The Mailbox Might as Well be in Japan
My dad asked me if I’d received a package yesterday. Our mailbox is at the end of the driveway. I can’t walk any further than the bathroom, which is IN our bedroom. I tried to walk down the hallway, but couldn’t make it to the kitchen. There’s no way I could make it to the driveway and back.
When you watch your body fail you like that, and you think later that night about all the other failures, that this one stacked upon, it occurs to you that the mailbox is just one of a thousand little bricks that have built up around you. It’s just one more brick in the wall of things that are stopping you from living a normal life. It’s one more thing that you can’t do. It’s one more thing that you have to “build back up to,” one more failure.

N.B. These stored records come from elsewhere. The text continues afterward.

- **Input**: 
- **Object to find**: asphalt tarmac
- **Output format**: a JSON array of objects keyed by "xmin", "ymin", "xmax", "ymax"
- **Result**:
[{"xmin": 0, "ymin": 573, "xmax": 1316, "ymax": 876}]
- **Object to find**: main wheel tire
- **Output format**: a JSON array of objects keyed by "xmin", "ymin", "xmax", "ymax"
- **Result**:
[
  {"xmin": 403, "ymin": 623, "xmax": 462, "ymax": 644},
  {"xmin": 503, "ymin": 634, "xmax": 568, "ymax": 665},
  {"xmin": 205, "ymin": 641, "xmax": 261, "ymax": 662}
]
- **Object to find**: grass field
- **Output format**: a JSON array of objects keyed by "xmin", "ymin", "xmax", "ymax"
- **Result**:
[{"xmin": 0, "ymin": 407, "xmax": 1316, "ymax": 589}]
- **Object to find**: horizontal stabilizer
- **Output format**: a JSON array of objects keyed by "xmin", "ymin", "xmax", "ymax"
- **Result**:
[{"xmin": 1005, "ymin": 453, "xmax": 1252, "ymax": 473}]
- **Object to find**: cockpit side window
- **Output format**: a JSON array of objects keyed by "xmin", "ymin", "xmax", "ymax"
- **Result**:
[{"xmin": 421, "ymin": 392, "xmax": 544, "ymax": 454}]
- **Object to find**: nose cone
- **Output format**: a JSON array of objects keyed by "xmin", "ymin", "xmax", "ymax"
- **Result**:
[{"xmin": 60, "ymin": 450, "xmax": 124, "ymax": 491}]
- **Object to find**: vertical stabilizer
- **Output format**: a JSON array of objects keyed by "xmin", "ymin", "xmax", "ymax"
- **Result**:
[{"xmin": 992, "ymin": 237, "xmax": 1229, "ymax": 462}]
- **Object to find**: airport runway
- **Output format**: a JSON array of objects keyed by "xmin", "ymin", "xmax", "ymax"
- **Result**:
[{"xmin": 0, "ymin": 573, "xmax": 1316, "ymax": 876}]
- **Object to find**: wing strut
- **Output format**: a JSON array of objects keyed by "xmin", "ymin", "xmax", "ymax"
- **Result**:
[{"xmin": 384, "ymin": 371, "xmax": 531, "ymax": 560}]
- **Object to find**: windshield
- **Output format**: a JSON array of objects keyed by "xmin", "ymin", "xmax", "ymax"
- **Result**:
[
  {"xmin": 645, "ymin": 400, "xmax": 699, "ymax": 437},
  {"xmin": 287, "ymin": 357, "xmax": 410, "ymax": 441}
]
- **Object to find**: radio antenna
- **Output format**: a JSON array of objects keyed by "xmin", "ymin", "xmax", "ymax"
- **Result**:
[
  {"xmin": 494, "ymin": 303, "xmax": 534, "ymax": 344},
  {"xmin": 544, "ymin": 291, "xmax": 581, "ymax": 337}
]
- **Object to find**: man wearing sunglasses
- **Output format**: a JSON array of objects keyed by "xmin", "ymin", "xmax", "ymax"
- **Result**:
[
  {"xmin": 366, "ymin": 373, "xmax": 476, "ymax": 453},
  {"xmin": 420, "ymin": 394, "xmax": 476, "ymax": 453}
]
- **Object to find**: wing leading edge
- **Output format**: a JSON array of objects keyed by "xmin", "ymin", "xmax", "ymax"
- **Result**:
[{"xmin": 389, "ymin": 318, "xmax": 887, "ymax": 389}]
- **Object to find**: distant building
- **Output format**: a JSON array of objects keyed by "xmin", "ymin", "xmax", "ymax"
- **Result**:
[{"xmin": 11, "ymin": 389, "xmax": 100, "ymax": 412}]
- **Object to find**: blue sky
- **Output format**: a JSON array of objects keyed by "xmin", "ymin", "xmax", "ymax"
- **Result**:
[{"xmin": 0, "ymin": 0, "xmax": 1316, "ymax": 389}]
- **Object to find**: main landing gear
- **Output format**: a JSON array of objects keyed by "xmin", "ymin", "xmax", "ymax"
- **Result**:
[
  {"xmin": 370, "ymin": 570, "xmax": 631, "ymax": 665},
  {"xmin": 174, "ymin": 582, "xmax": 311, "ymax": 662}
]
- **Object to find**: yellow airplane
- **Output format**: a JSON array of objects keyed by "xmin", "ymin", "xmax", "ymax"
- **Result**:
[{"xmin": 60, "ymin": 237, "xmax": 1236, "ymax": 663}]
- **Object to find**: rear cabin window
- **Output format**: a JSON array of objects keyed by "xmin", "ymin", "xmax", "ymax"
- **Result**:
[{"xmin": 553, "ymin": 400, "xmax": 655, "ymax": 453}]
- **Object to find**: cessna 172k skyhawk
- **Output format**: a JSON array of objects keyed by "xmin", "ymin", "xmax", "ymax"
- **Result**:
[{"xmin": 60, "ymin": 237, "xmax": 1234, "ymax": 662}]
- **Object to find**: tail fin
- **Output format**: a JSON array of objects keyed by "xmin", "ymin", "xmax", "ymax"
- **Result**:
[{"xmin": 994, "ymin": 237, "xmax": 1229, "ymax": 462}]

The worst part: if you keep seeing it that way, you’ll never come back. So, you have to pretend that’s not what it is. You have to readjust, and wake up tomorrow, being prepared to face the mailbox, if you can. If you can’t, you have to face it the next day. And, it’s the same with every other little brick failure that has come your way. There are thousands of them. The mailbox, the corner, showering on your own. There are just too many to name. This is what fighting chronic illness looks like.
To come…the biggest “failure” of all: I have consented to use a wheelchair at my son’s Autism Speaks walk on Sunday (if I’m well enough to go). I fought tooth and nail against the “first” use of a wheelchair, because I said it was the ONE thing I’d NEVER do. Well, in order to go, I have no choice. My son begged me to be there. I have to put him before me. That’s the priority. I promise to "update" this one.